Oral Presentation ESA-SRB 2023 in conjunction with ENSA

High monounsaturated fat diet reduces the lipotoxic effect on human islet function (#90)

Charmaine Cheung 1 2 , Wayne Hawthorne 1 2 , Jenny Gunton 1 2
  1. University of sydney, Sydney, NSW, Australia
  2. Westmead Institute for Medical Research, SYDNEY, NSW, Australia

Long-term consumption of high saturated-fat diet (HSFD) in animals causes β-cell deterioration due to lipotoxicity. Lipotoxicity in vivo in human islets is currently unproven.

 

AIM: To use “humanised mice” to examine effects of different dietary lipid composition on human islets in vivo.


METHODS: Immunodeficient RAG1-null mice (C57Bl/6 background) were studied. Recipient mice were made diabetic by Streptozotocin. 45 female mice received 2000IEQ human islets from 8 normal glucose tolerant donors. Mice with functioning grafts (random-fed BGL (rBGL) <10mmol/L, n=36) were then fed chow, high-saturated (HSFD, 45% calories from lipids) or high monounsaturated fat diets (MUFD, 45% of calories from lipids). Glucose tolerance tests (GTT) were performed before and during assigned diets.


RESULTS: Mice fed HSFD gained >10% of body-mass, rBGL were also increased by 16 weeks of diet. In contrast, MUFD mice had significantly lower weight-gain and rBGL which did not differ from chow mice.

 

By mixed model analysis with Tukey’s correction for multiple comparisons, GTT was significantly worsen in HSFD mice versus chow (p<0.0001), but not MUFD vs chow. Comparing all transplants by mixed model with repeated measures, there was a significant difference between islet preparations, (p<0.0001), and diets (p<0.001) as well as a significant diet-donor-preparation interaction (p=0.001).

 

HSFD grafts had reduced final β-cell volume which was 46% lower than chow and 23% lower than MUFD. There was also an increase in glucagon staining (alpha-cells) and dual glucagon and insulin positive cells in HSFD grafts, indicated potential β-cell dedifferentiation or β to α cells trans-differentiation.
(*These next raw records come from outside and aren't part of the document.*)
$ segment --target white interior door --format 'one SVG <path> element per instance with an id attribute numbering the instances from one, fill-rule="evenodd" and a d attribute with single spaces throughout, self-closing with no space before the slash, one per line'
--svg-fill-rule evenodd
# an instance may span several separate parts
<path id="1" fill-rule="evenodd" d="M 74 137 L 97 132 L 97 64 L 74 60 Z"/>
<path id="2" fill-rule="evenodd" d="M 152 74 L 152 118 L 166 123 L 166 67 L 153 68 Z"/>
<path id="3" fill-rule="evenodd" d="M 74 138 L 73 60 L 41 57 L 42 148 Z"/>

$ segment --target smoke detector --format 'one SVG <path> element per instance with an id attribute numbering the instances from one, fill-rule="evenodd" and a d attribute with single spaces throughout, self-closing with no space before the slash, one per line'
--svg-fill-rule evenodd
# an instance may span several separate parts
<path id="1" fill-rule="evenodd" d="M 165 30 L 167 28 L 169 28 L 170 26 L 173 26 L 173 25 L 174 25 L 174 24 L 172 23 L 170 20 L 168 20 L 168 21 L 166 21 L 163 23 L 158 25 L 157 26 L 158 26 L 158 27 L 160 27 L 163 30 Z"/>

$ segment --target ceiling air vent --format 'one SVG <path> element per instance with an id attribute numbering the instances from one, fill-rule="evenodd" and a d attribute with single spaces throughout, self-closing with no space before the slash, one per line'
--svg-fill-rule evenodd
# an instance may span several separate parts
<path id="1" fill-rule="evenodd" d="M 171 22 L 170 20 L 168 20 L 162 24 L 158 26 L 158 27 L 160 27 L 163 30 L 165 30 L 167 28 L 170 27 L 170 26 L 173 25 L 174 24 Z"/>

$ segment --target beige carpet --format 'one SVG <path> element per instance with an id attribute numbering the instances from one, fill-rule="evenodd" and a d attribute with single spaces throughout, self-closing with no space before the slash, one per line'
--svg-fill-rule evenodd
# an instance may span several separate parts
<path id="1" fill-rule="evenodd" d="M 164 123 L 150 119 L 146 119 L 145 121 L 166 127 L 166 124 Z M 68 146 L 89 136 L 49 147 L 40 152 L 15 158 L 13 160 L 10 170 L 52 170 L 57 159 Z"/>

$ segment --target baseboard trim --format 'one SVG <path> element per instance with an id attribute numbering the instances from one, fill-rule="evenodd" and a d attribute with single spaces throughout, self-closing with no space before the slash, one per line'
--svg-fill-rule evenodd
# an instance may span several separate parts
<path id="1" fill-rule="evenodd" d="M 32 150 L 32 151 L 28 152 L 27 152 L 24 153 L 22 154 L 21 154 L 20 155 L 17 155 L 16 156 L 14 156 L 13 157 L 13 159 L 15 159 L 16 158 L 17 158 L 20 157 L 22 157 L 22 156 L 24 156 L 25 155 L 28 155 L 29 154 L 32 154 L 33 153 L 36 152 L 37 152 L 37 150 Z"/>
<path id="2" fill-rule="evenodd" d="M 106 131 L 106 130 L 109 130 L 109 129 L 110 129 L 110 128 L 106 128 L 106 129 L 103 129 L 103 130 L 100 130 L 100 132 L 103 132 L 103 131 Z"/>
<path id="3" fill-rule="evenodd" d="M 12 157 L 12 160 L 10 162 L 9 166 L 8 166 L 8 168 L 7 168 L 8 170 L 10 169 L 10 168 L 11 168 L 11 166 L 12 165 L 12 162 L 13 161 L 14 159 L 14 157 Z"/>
CONCLUSION: HSFD caused weight-gain and deteriorations on human islets despite all human islet-donors had normal glucose tolerance. Thus far, every human donor shows significant deterioration in GTT with HSFD. MUFD did not cause these deleterious effects. This work has important implications for diet after pancreas- or islet-transplantation and in people with diabetes.